In 2022, the company celebrated its 30th anniversary and announced it expected to reach $100 million in sales by the end of October that year. The chain reported rising brand-wide sales for a fourth consecutive year in 2024, with an average unit volume of approximately $1.56 million in 2023.

==Products==
Pancheros serves burritos, tacos, quesadillas, burrito bowls, and salads. All menu items can be customized with a choice of proteins including marinated grilled steak, slow-roasted seasoned pork carnitas, chili-tamarind marinated chicken, or grilled vegetables.

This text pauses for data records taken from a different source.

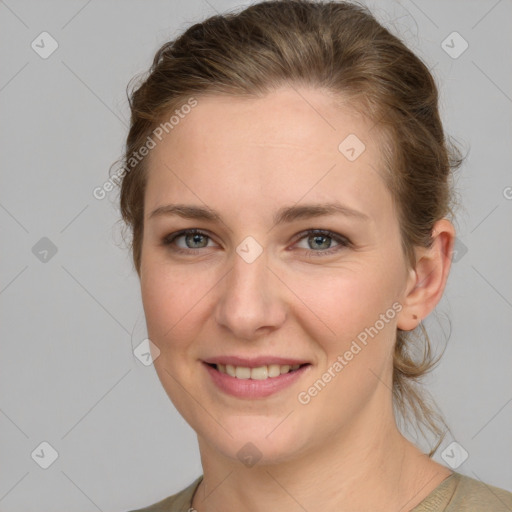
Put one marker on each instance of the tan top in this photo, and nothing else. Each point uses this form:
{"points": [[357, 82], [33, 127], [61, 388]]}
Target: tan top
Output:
{"points": [[457, 493]]}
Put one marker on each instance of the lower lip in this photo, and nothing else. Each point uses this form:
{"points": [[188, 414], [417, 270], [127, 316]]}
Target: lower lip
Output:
{"points": [[253, 388]]}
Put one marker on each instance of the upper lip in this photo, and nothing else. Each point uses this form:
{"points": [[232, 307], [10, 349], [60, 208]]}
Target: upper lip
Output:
{"points": [[253, 362]]}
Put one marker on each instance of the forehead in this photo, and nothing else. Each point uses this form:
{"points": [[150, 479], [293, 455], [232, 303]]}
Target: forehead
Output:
{"points": [[289, 144]]}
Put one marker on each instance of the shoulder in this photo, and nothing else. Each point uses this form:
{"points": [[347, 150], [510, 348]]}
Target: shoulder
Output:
{"points": [[477, 496], [179, 502], [461, 493]]}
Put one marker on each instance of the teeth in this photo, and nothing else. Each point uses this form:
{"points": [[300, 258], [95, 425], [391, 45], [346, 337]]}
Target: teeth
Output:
{"points": [[259, 373]]}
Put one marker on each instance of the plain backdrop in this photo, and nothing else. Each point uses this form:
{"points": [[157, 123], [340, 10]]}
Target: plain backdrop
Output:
{"points": [[70, 299]]}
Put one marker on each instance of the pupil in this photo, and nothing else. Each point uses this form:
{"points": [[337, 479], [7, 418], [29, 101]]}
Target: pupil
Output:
{"points": [[321, 237], [196, 237]]}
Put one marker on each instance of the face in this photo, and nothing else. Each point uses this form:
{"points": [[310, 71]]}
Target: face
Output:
{"points": [[269, 277]]}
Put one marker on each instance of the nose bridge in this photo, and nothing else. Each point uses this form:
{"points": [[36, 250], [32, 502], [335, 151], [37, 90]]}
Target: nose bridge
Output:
{"points": [[249, 300]]}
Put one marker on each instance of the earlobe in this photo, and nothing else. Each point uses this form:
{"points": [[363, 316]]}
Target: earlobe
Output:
{"points": [[429, 276]]}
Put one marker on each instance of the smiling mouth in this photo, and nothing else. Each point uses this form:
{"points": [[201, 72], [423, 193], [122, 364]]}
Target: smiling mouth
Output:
{"points": [[258, 373]]}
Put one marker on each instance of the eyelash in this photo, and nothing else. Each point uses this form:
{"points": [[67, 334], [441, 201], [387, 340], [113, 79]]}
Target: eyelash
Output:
{"points": [[342, 241]]}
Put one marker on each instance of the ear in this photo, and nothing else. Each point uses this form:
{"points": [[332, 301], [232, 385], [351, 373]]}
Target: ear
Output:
{"points": [[428, 278]]}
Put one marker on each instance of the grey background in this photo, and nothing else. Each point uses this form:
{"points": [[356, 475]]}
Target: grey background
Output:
{"points": [[67, 371]]}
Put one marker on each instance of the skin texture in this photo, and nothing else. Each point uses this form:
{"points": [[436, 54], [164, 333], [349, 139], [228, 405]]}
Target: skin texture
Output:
{"points": [[245, 159]]}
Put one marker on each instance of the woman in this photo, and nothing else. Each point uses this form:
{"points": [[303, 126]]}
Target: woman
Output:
{"points": [[287, 185]]}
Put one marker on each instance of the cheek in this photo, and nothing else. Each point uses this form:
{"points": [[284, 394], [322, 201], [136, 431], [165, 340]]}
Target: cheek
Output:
{"points": [[175, 301], [343, 302]]}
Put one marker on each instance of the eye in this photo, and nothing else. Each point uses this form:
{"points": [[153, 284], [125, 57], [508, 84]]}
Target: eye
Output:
{"points": [[193, 238], [320, 240]]}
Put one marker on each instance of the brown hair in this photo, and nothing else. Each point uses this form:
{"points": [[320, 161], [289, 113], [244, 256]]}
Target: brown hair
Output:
{"points": [[341, 48]]}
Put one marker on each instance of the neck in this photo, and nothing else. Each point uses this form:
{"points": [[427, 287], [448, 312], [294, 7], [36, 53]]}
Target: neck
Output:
{"points": [[369, 467]]}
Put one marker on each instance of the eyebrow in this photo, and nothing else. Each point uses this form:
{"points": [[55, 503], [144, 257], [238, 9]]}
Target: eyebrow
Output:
{"points": [[283, 215]]}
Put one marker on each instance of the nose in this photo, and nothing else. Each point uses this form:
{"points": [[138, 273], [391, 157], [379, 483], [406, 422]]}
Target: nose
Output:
{"points": [[250, 302]]}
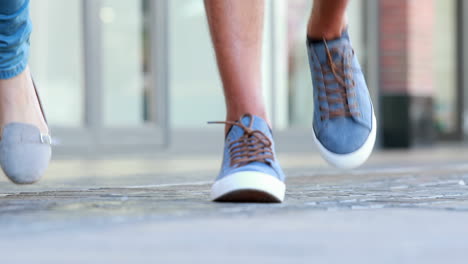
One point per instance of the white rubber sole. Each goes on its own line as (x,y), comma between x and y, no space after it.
(354,159)
(248,186)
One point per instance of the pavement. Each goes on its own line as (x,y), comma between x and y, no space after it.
(400,207)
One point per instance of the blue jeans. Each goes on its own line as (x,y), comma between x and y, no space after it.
(15,29)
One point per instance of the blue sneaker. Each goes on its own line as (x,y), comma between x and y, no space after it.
(250,171)
(344,124)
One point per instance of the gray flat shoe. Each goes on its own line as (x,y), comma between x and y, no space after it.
(24,151)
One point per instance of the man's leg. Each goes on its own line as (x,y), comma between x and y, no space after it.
(344,122)
(328,19)
(236,28)
(250,171)
(24,151)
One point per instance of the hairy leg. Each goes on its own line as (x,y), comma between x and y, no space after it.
(236,28)
(328,19)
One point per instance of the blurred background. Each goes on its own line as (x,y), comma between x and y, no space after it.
(140,76)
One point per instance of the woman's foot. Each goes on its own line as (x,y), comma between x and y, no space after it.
(25,149)
(19,102)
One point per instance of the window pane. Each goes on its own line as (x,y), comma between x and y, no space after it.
(57,59)
(123,62)
(445,65)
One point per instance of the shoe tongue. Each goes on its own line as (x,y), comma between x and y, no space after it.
(320,48)
(258,124)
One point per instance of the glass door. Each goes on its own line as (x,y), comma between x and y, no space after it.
(102,72)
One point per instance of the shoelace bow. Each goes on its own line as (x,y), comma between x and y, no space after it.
(253,146)
(340,76)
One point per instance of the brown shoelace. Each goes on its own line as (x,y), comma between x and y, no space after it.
(340,76)
(253,146)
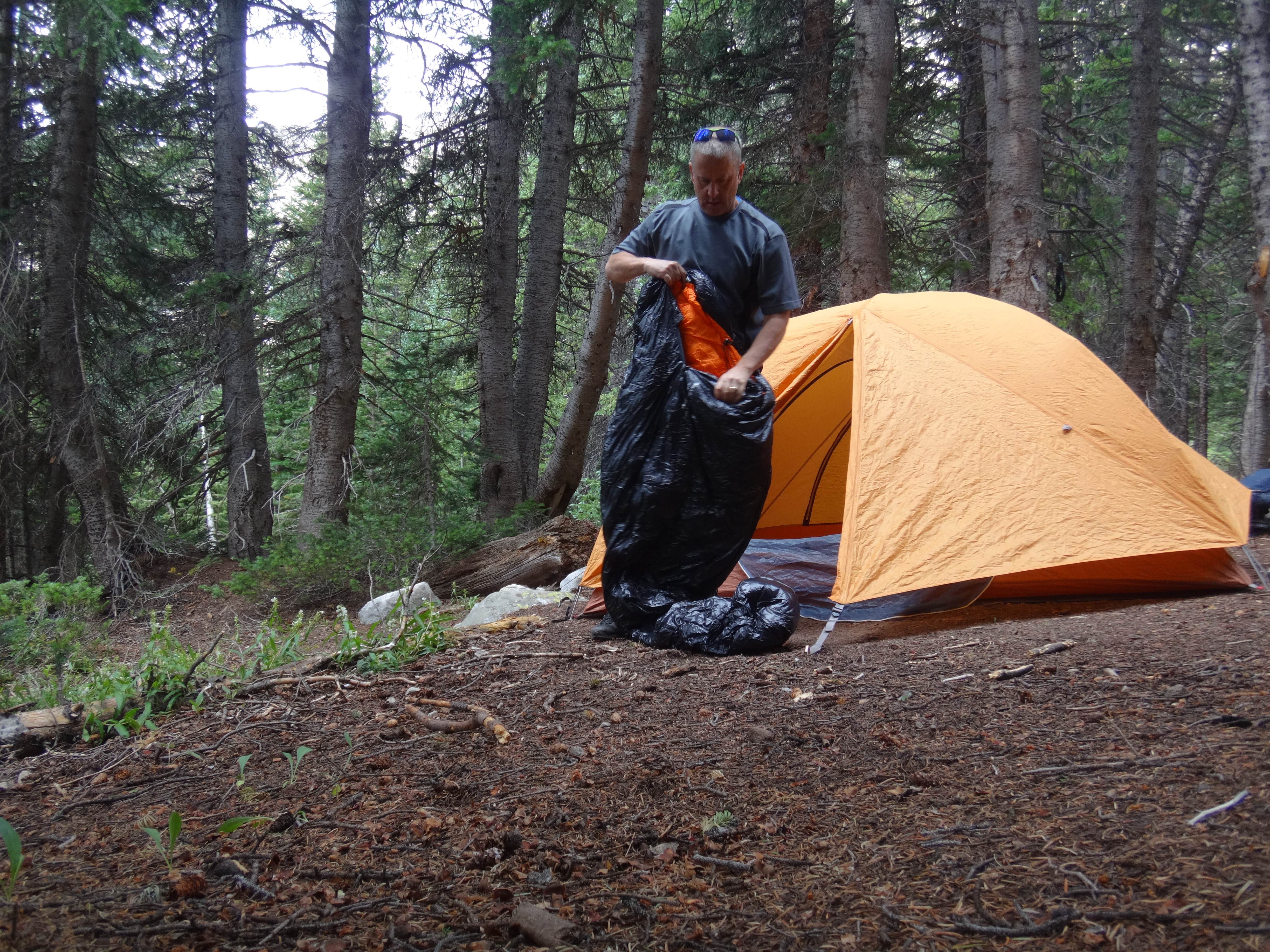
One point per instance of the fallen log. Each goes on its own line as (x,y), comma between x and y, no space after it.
(538,558)
(32,730)
(481,718)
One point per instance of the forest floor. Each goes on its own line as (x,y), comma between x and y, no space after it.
(874,805)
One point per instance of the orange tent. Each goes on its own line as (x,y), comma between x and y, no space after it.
(952,437)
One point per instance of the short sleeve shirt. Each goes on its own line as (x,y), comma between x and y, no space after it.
(743,252)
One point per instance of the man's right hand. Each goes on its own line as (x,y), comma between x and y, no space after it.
(624,267)
(670,272)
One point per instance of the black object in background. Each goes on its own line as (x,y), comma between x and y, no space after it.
(1259,482)
(684,475)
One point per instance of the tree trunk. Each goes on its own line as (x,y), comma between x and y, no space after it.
(811,114)
(1017,213)
(1142,167)
(865,263)
(971,233)
(77,437)
(328,475)
(545,260)
(1255,437)
(250,488)
(1202,403)
(1169,394)
(9,136)
(564,469)
(501,483)
(1255,61)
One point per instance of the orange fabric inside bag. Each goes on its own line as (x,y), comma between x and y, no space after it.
(707,346)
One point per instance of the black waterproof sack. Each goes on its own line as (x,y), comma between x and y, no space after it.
(760,617)
(684,475)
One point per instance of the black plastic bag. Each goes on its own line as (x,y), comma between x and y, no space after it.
(684,475)
(760,617)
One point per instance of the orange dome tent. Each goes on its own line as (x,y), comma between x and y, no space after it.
(952,437)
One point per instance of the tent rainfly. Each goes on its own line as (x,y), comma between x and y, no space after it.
(957,441)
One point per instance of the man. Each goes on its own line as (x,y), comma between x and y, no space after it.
(743,252)
(738,247)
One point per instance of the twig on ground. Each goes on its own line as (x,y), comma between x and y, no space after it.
(1221,808)
(202,658)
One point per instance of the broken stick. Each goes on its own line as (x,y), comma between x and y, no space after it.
(481,718)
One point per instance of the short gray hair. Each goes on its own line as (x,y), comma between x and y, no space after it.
(715,149)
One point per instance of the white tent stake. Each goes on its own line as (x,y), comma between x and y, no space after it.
(826,630)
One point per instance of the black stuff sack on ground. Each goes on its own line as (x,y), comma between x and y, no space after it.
(684,475)
(760,617)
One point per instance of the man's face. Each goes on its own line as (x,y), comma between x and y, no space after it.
(715,179)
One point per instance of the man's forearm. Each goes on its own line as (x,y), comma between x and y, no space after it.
(765,342)
(623,267)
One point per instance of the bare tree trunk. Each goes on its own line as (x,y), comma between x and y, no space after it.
(811,112)
(865,263)
(1169,394)
(1255,63)
(1017,211)
(250,484)
(333,427)
(77,437)
(545,261)
(8,115)
(564,469)
(1255,437)
(1202,403)
(971,233)
(1142,167)
(501,483)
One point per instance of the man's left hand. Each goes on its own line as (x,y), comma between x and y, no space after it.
(732,385)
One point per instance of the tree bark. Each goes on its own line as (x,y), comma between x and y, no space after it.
(1255,65)
(971,233)
(77,437)
(501,483)
(328,474)
(545,261)
(1169,397)
(1141,171)
(564,469)
(811,114)
(1017,213)
(1255,436)
(865,262)
(250,488)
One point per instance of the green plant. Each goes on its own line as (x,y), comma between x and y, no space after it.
(718,824)
(239,822)
(294,763)
(242,779)
(167,847)
(13,847)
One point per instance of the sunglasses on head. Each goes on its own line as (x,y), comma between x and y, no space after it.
(722,132)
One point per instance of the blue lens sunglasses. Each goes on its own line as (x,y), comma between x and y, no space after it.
(722,132)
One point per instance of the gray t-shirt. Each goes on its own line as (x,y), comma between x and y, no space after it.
(743,252)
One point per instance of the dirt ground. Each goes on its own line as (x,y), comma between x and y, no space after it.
(875,803)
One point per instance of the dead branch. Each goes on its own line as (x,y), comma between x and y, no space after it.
(1058,921)
(202,658)
(1007,673)
(481,718)
(1052,648)
(724,864)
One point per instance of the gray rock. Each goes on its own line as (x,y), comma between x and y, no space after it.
(512,598)
(571,582)
(380,608)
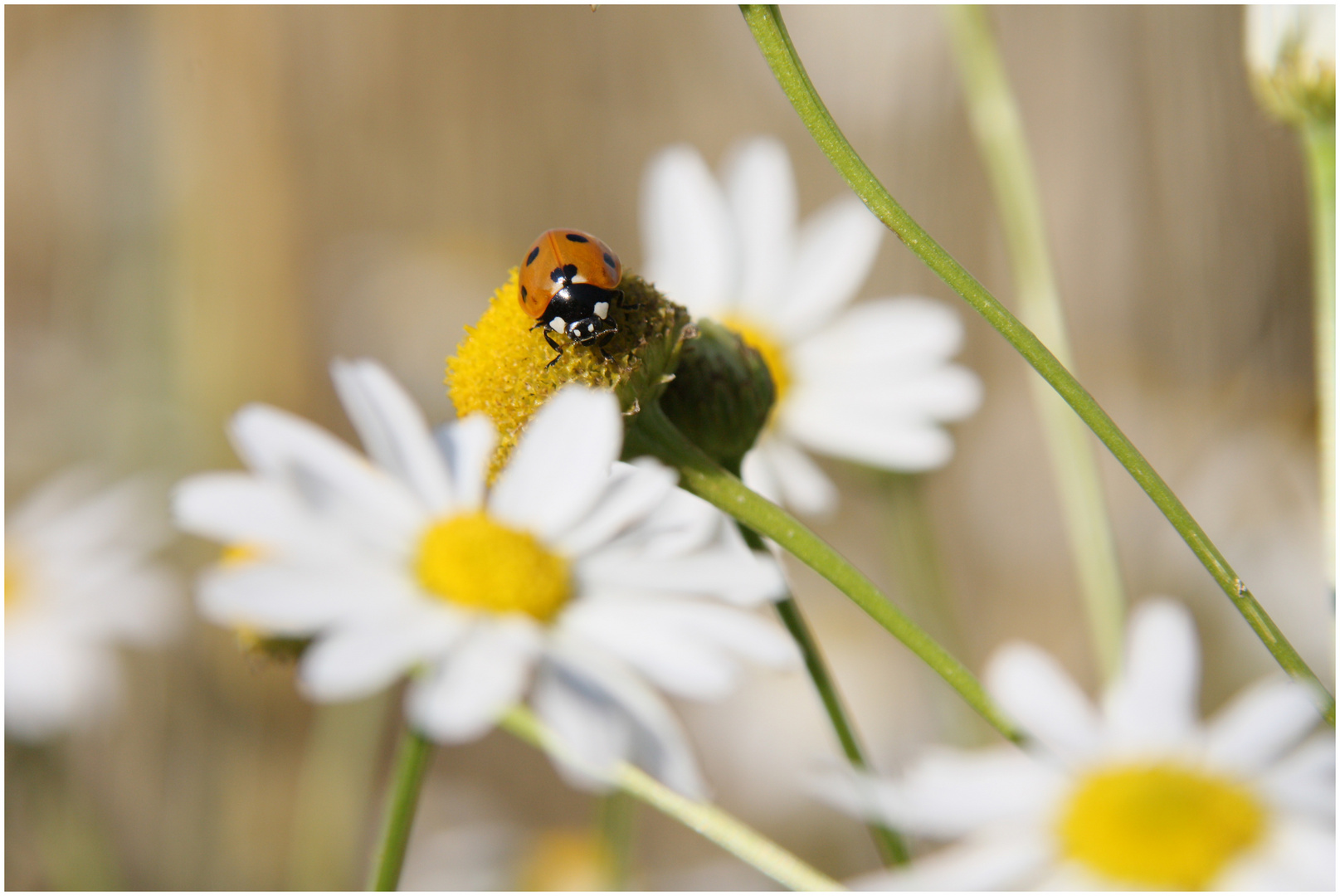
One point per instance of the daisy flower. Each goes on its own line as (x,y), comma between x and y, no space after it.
(1134,796)
(78,580)
(592,579)
(870,385)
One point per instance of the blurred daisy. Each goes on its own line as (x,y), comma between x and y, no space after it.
(1138,796)
(78,580)
(870,385)
(590,576)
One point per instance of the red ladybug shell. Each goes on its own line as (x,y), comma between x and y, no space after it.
(555,250)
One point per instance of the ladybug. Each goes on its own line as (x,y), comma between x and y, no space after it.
(568,285)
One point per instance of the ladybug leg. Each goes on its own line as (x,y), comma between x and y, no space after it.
(553,344)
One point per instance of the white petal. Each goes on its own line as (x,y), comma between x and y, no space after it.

The chain emphasizes fresh preparation, claiming to use no fryers or freezers. Salsas, guacamole, and queso dips are made on-site daily. The queso has developed a notable following among customers.

==Competition==
Pancheros competes in the fast casual Mexican segment alongside larger chains such as Chipotle Mexican Grill, Qdoba, and Moe's Southwest Grill. The company has distinguished itself from competitors through its fresh-pressed tortillas and ingredient-mixing technique. The chain's Vice President of Franchise Operations, Saúl Muñiz, previously worked at Chipotle Mexican Grill for over two decades before joining Pancheros.

==Recognition==
In 2006, Sports Illustrated named Pancheros the most popular place to eat when bars in Iowa City close.

Pancheros was included in Franchise Times 2023 list of 400 fastest-growing franchises, leading growth in the Mexican category alongside Bubbakoo's Burritos.